En esta misma línea encontramos el párrafo de Portalis, ya citado varias veces, pronunciado en el Discurso preliminar del proyecto del código civil Francés (Valparaíso, 1978, pág. 93), quien refiriendo al tema en análisis sostiene que la libertad contractual no está limitada más que por la justicia, las buenas costumbres y la utilidad pública.
66 El derecho contractual se sustenta en ciertos principios generales de la contratación, como son el principio de la autonomía privada, el principio del consensualismo, el principio de la asimilación del contrato a la ley, el principio del efecto de la relatividad del contrato, el principio de la conservación del contrato, el principio de la autorresponsabilidad, y el principio de la equivalencia de las prestaciones. Pues bien, todos estos principios interaccionan y se determinan entre sí sobre la base del principio rector de la buena fe. No se concibe la autonomía de la voluntad al margen de los límites establecidos por la buena fe. No se concibe la aplicación del principio de la asimilación del contrato a la ley sino es dentro de la flexibilidad que establece el principio general de la buena fe, y así sucesivamente.
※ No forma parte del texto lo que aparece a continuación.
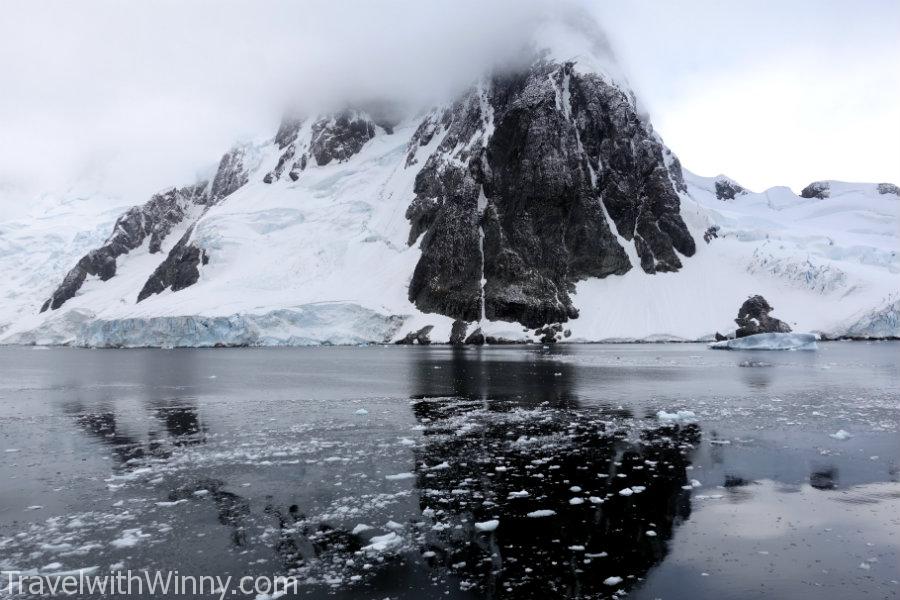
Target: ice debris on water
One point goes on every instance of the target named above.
(769, 341)
(490, 525)
(681, 416)
(130, 538)
(380, 543)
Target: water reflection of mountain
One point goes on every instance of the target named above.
(514, 456)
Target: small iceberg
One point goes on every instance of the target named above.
(769, 341)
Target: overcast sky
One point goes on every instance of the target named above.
(129, 97)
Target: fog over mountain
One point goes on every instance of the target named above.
(94, 92)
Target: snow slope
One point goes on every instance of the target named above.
(826, 265)
(324, 257)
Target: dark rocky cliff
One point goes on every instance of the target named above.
(518, 191)
(155, 220)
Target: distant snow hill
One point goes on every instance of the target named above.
(538, 197)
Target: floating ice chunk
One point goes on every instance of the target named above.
(487, 525)
(681, 416)
(769, 341)
(130, 538)
(175, 503)
(380, 543)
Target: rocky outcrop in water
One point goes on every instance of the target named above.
(476, 338)
(518, 191)
(181, 268)
(420, 337)
(458, 332)
(753, 317)
(817, 189)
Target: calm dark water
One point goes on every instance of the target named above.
(364, 471)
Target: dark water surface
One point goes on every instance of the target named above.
(364, 471)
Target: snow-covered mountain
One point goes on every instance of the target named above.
(541, 195)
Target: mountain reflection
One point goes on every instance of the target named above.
(584, 507)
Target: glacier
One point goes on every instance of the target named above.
(318, 248)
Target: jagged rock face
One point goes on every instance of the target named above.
(286, 140)
(817, 189)
(340, 136)
(888, 188)
(179, 270)
(727, 189)
(334, 137)
(518, 190)
(231, 175)
(155, 219)
(753, 317)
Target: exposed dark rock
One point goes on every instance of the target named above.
(287, 131)
(232, 174)
(153, 220)
(550, 334)
(338, 137)
(179, 270)
(420, 337)
(286, 139)
(888, 188)
(727, 189)
(458, 332)
(565, 148)
(476, 338)
(753, 318)
(817, 189)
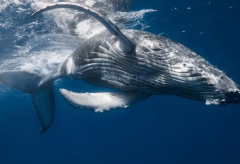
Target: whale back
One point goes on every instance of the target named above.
(158, 66)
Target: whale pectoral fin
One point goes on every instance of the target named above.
(100, 102)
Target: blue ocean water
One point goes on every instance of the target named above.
(161, 129)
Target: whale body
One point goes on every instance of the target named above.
(137, 63)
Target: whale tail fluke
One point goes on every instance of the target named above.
(42, 96)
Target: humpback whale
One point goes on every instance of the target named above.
(136, 63)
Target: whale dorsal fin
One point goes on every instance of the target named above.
(126, 44)
(104, 101)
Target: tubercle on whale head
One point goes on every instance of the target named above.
(232, 97)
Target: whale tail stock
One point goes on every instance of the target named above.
(42, 95)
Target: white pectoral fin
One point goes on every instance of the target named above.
(102, 101)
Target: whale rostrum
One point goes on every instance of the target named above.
(136, 63)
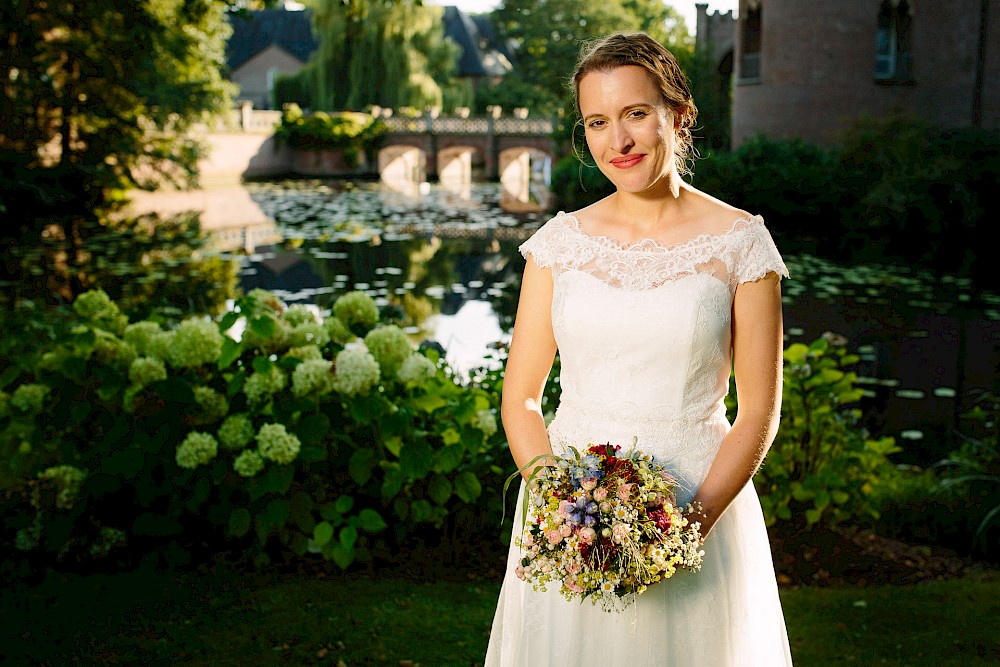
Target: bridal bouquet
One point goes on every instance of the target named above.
(604, 525)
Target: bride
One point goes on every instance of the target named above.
(651, 296)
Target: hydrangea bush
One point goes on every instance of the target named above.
(272, 425)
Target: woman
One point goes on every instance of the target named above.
(651, 295)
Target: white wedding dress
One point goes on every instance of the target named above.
(644, 334)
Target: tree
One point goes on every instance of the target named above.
(99, 97)
(390, 53)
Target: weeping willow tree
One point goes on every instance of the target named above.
(392, 53)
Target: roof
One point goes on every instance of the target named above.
(254, 31)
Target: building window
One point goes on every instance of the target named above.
(750, 57)
(892, 42)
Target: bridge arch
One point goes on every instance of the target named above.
(401, 166)
(525, 178)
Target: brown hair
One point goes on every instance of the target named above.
(638, 48)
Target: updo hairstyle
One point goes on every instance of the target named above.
(638, 48)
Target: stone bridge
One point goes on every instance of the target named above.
(451, 146)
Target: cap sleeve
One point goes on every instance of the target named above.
(759, 255)
(544, 244)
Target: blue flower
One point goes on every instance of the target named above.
(582, 512)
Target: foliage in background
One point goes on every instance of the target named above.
(353, 132)
(822, 466)
(391, 54)
(318, 435)
(150, 266)
(971, 474)
(75, 131)
(547, 38)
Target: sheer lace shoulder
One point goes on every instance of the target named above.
(744, 252)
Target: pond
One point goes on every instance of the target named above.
(448, 259)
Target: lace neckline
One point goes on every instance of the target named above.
(571, 222)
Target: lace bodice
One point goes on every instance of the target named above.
(644, 334)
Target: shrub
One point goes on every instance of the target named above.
(280, 448)
(822, 466)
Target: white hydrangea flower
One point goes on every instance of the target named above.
(390, 346)
(305, 352)
(298, 314)
(337, 331)
(98, 308)
(236, 432)
(248, 463)
(313, 377)
(213, 404)
(416, 369)
(308, 333)
(275, 443)
(197, 449)
(196, 342)
(29, 398)
(113, 351)
(357, 372)
(259, 387)
(68, 479)
(146, 370)
(141, 335)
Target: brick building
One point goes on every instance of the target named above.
(808, 69)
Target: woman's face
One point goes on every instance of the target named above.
(629, 129)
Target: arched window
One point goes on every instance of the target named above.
(750, 57)
(892, 42)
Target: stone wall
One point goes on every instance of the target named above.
(818, 62)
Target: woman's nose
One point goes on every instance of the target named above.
(622, 140)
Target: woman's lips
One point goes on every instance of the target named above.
(627, 161)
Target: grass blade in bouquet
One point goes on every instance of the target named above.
(605, 525)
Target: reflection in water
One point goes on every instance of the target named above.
(404, 169)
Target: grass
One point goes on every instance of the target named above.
(224, 618)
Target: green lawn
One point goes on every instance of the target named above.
(228, 619)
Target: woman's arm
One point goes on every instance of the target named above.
(758, 347)
(532, 350)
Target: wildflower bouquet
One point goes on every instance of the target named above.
(604, 525)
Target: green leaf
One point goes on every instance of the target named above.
(231, 351)
(344, 504)
(429, 402)
(322, 533)
(371, 521)
(360, 466)
(439, 489)
(239, 522)
(416, 458)
(467, 487)
(449, 458)
(393, 445)
(341, 555)
(262, 364)
(348, 536)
67 Larenz (Derecho de las obligaciones, Madrid, 1958, t. I, pág. 60) sostiene que este tipo de contrato no lo es por su origen sino por sus efectos, y por ello resiste la denominación de contrato de hecho que propone aludir a «relaciones obligatorias nacidas de conductas sociales típicas». En este tipo de contratación la buena fe juega un papel preponderante en lo que refiere a la determinación de los efectos del contrato. En el anteproyecto de código de los contratos de la comunidad europea, en el art. 1.2 se establece que: «el acuerdo se forma también a través de actos concluyentes, activos u omisivos, siempre que sean conformes a la voluntad precedentemente expresada, o a los usos, o a la buena fe».